We also need to make a system that is much more one-size-fits-all in terms of its capability of treating cancer. So, the starting material needs to be better, and the biology needs to be more specific. For example, in the case of solid tumors, you need to have a scenario where the cell-based therapy doesnt introduce rejection via either graft-versus-host or host-versus-graft disease. We need to have a scenario where if you have a patient population that doesnt have, say, enough healthy T-cells to begin with, or have enough healthy blood material to work with, we will have a source for that starting material.

What are the biggest remaining unmet needs for patients when it comes to CAR-T?

There are both scientific and business needs that must be understood for these therapies.
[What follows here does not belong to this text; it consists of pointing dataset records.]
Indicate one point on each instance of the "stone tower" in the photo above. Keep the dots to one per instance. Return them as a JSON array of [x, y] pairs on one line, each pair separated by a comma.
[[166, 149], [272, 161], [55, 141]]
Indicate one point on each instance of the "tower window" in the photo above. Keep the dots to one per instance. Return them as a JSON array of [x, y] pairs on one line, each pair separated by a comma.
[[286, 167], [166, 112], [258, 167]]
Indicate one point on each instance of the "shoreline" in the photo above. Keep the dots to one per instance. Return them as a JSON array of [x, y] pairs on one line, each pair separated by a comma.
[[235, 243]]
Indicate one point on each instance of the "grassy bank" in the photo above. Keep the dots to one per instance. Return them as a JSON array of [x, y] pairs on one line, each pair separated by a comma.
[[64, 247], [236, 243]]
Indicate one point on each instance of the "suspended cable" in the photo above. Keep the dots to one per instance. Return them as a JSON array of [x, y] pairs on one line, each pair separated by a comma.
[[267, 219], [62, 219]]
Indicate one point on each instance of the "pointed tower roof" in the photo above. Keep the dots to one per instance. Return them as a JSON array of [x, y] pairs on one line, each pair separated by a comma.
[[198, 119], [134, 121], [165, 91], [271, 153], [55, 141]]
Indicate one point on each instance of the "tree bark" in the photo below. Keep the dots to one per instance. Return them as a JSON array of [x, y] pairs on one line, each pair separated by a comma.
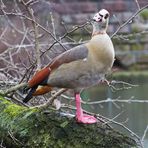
[[26, 127]]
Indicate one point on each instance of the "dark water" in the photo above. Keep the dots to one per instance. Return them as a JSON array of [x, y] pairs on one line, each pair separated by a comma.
[[135, 114]]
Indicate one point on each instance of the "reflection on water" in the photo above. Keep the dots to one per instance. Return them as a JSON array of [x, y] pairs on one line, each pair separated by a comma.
[[136, 113]]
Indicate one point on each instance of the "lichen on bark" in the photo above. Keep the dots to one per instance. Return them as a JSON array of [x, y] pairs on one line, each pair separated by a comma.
[[27, 127]]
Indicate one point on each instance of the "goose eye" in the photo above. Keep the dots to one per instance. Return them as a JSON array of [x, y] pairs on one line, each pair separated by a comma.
[[106, 16]]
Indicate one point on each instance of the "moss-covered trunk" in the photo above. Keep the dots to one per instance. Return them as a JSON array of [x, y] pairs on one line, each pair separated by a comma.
[[23, 127]]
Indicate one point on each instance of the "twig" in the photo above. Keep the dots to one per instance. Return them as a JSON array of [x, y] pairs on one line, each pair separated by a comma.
[[137, 4], [12, 89], [144, 134]]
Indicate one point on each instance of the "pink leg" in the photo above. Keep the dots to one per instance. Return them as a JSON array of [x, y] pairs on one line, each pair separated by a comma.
[[80, 116]]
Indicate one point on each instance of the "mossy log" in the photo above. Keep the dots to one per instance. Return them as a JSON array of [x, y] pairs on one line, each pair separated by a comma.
[[26, 127]]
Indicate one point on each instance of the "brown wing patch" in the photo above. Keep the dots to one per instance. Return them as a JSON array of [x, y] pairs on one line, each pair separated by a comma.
[[76, 53]]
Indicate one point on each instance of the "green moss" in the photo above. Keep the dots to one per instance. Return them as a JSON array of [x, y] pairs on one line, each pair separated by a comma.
[[37, 129], [144, 14]]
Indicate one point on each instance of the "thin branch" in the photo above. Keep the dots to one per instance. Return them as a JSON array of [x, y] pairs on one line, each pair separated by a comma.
[[12, 89], [144, 134], [128, 20]]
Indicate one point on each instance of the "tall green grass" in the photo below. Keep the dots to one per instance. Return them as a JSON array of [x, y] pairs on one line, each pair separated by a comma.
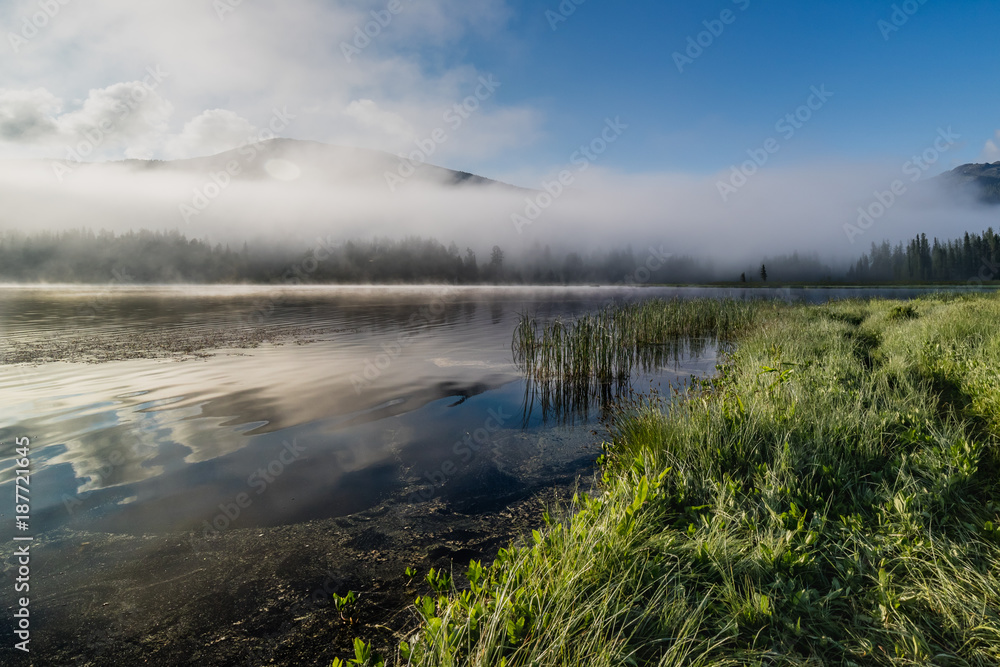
[[832, 497]]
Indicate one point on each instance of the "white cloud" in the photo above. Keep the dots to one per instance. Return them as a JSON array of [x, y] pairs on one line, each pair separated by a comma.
[[124, 118], [991, 151], [213, 131], [263, 55], [386, 123]]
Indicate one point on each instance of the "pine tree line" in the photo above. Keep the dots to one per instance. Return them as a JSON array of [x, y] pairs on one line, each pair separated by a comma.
[[974, 257]]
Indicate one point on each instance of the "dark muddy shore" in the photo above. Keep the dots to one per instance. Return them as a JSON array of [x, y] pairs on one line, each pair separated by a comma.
[[255, 596]]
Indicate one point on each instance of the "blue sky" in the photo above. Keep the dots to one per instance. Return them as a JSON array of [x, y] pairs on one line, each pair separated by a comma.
[[890, 95], [230, 68]]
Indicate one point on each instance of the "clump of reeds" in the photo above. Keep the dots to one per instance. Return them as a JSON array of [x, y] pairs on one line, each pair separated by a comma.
[[605, 347]]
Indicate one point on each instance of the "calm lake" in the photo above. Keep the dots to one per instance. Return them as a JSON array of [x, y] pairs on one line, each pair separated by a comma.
[[161, 419], [359, 394]]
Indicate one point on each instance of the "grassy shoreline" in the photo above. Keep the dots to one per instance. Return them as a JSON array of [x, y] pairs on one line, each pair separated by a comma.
[[831, 497]]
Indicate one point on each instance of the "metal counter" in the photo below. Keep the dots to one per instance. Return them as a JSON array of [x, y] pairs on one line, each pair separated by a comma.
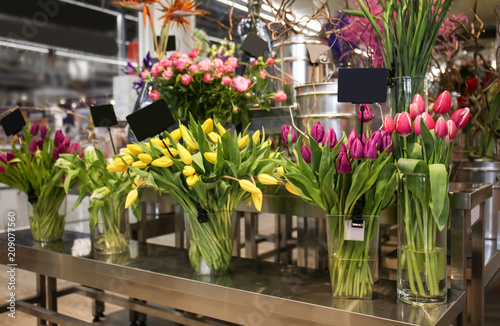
[[252, 293]]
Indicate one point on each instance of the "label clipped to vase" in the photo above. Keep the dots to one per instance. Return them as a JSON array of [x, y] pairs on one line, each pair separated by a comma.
[[354, 231]]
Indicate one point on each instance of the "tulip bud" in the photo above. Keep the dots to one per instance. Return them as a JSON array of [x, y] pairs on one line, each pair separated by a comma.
[[145, 158], [318, 132], [443, 103], [419, 101], [163, 162], [343, 164], [356, 149], [452, 129], [403, 124], [370, 150], [441, 128], [330, 137], [306, 153], [192, 180], [256, 137], [208, 126], [461, 117], [35, 127], [243, 142], [131, 198], [291, 189], [211, 157], [184, 154], [188, 170], [285, 131], [389, 125], [367, 113], [267, 179], [249, 186]]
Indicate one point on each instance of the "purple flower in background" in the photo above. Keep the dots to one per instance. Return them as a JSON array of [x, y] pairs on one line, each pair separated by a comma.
[[343, 164], [318, 132], [32, 147], [306, 153], [356, 149], [285, 131], [35, 128], [331, 137]]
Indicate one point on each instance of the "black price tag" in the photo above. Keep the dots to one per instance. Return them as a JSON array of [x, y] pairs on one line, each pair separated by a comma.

The unmet scientific need is understanding why some of these CAR T-cell therapies work and why some dont. As scientists, we need to understand why certain patients respond better, and why we have scenarios in which we can readily adapt these therapeutics for some kinds of cancer but not others. Finally, we need to be able to create biologics that are readily available so that patients can get them when they are initially sick and not after multiple rounds of other options, like chemotherapy and radiation.

There are a large number of studies that show once a patient completes one to two rounds or more of chemotherapy or radiation, their cells are unable to efficaciously be changed into a cell-based therapy. Getting a patients materials earlier would be beneficial. For example, the first time you, as a patient, are diagnosed with cancer, you could have your cells removed and made into a therapeutic, and that would give you a much greater chance for the therapy to be successful. It would also avoid the current situation where your starting material is damaged through rounds of chemotherapy.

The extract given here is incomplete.